Sell the chip on its own, and that second revenue stream walks out the door.
Supply is the other roadblock. Trainium sold out almost right away, and Trainium4 is already booked more than a year before launch.
That was before AWS added OpenAI to its lineup in April - and before the $38 billion seven-year deal signed in November 2025 to power OpenAI's compute on AWS.
Anthropic, the AI startup behind Claude, is another huge Trainium buyer. Its Project Rainier system runs on nearly 500,000 Trainium2 chips, with plans to scale past 1 million by year-end.
To sell chips to new buyers, Amazon has two options. It can push current customers down the waiting list, or get more chips from TSMC - the Taiwanese giant that makes most of the world's top chips.

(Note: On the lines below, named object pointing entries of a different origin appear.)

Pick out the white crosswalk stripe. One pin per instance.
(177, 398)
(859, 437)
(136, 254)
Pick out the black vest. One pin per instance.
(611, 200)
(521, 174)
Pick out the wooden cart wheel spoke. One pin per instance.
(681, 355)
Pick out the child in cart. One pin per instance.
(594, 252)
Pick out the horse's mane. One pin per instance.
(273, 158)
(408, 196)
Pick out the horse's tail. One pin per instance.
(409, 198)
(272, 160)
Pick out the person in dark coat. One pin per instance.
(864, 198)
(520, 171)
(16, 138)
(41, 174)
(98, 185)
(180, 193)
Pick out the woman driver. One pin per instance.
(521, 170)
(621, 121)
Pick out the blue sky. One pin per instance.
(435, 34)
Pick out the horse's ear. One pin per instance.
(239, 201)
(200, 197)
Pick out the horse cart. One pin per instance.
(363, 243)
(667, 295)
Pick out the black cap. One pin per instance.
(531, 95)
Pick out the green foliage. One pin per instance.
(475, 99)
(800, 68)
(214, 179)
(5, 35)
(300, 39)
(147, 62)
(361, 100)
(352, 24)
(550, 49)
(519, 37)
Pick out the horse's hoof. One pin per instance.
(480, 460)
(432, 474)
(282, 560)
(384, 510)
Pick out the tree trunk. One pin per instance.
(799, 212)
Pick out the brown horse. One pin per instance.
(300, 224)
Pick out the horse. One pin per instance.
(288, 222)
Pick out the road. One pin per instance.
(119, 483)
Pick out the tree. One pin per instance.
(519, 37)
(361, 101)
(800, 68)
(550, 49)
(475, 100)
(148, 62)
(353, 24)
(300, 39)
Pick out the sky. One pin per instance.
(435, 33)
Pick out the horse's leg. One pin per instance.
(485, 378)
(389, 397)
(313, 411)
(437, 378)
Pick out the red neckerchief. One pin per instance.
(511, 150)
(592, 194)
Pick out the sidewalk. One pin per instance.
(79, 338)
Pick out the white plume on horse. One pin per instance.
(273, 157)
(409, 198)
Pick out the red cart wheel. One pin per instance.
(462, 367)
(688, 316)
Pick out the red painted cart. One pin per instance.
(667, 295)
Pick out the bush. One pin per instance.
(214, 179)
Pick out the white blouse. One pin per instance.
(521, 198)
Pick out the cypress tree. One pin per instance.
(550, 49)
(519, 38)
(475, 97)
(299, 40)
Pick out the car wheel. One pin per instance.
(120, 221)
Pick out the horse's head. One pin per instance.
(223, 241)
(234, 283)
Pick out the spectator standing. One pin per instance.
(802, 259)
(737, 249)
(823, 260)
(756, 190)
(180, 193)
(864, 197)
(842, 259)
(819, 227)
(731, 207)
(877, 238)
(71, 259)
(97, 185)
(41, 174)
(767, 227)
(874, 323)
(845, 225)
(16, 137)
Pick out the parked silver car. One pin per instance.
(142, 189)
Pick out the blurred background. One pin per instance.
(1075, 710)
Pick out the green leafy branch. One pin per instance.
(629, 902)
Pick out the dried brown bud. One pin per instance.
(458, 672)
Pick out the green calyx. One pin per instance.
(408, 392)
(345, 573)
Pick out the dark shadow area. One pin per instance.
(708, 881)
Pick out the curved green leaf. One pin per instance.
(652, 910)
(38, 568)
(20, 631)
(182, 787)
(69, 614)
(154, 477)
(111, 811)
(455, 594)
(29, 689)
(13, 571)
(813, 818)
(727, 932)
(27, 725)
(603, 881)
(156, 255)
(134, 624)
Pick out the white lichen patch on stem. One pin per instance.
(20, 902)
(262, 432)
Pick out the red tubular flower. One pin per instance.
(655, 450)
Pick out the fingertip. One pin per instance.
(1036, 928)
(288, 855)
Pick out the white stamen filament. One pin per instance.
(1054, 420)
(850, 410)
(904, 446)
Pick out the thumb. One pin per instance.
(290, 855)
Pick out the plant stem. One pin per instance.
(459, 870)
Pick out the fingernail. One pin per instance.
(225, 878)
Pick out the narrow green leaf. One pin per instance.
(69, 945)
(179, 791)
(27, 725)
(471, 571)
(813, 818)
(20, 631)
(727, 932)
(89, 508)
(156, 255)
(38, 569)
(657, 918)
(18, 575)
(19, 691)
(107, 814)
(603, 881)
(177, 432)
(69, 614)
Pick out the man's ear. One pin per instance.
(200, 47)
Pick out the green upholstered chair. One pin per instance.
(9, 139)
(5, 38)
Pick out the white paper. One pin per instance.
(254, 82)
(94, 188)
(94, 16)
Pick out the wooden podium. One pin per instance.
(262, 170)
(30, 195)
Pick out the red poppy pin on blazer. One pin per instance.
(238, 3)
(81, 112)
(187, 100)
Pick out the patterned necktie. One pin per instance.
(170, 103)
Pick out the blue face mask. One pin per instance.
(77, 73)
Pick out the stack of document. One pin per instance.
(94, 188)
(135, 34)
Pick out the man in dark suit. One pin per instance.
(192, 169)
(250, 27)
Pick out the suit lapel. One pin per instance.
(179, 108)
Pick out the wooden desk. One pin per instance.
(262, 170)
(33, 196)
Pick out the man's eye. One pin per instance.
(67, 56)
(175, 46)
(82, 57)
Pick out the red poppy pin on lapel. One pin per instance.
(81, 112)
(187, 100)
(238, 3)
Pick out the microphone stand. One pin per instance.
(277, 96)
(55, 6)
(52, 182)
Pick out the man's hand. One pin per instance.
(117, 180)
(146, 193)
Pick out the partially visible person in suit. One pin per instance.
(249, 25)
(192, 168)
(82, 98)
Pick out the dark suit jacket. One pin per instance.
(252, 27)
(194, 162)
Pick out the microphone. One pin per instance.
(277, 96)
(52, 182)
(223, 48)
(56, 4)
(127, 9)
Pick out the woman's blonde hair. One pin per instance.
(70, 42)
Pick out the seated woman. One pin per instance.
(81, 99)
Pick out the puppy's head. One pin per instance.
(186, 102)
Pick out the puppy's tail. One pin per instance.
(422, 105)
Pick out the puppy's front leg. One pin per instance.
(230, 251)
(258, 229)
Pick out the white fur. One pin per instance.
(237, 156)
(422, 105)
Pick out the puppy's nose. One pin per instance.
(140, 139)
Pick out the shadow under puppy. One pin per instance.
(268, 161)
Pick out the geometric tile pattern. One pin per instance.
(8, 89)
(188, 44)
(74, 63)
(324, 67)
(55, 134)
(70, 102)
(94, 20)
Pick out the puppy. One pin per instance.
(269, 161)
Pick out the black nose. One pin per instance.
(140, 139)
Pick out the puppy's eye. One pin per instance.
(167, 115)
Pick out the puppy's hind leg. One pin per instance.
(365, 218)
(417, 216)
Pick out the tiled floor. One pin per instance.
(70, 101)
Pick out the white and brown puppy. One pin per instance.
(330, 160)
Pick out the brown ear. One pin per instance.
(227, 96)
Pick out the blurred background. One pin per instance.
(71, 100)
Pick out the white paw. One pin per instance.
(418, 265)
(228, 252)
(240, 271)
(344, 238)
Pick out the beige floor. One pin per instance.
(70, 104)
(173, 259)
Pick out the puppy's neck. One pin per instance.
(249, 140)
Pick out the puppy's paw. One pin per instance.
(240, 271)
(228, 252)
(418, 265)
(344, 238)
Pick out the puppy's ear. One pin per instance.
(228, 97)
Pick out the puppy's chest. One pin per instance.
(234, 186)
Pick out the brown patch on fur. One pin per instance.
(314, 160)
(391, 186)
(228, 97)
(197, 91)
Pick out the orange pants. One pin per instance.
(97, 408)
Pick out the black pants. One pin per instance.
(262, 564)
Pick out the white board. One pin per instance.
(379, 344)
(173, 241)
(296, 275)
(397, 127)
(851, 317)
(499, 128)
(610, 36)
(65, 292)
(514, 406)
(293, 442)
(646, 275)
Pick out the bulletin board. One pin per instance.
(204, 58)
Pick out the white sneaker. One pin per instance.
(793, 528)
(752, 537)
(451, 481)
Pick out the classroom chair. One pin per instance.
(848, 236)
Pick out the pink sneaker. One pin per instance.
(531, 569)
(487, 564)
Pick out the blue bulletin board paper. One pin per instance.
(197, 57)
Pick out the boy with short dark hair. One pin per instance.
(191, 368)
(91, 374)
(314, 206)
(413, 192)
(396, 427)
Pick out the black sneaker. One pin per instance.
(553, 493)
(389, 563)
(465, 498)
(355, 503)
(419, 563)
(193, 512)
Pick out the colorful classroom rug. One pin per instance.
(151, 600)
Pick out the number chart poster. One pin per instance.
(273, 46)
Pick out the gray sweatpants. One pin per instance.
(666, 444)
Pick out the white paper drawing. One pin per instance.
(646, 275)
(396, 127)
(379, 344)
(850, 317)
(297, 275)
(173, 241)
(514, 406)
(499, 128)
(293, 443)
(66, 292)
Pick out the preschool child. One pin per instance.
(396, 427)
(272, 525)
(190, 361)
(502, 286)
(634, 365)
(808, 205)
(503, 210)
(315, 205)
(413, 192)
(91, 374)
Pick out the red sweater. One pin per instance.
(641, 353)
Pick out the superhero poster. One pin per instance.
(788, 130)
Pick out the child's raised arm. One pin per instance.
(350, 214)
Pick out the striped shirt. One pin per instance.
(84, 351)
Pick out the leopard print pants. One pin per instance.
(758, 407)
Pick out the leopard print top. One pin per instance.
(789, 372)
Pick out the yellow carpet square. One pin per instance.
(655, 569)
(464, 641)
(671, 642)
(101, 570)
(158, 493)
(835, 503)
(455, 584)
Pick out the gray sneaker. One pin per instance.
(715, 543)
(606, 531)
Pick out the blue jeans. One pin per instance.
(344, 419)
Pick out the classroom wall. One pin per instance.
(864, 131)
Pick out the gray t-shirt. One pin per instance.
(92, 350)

And TSMC has its own problem there: Nvidia just took Apple's spot as its biggest customer.
What To Watch
Nvidia is on a $326 billion sales run rate right now. A $50 billion rival doesn't dent that on its own.
But Jensen Huang just said Nvidia is moving into CPUs - territory Intel and AMD have ruled for decades. Huang pegs the new AI CPU opportunity for Nvidia at about $200 billion. Meanwhile, Jassy is talking openly about pushing Trainium into Nvidia's lane.
The two biggest names in AI hardware are about to start fighting in each other's back yards.
The next test is whether Amazon can deliver Trainium to outside buyers at scale - or whether supply will keep this $50 billion side business stuck inside AWS for now.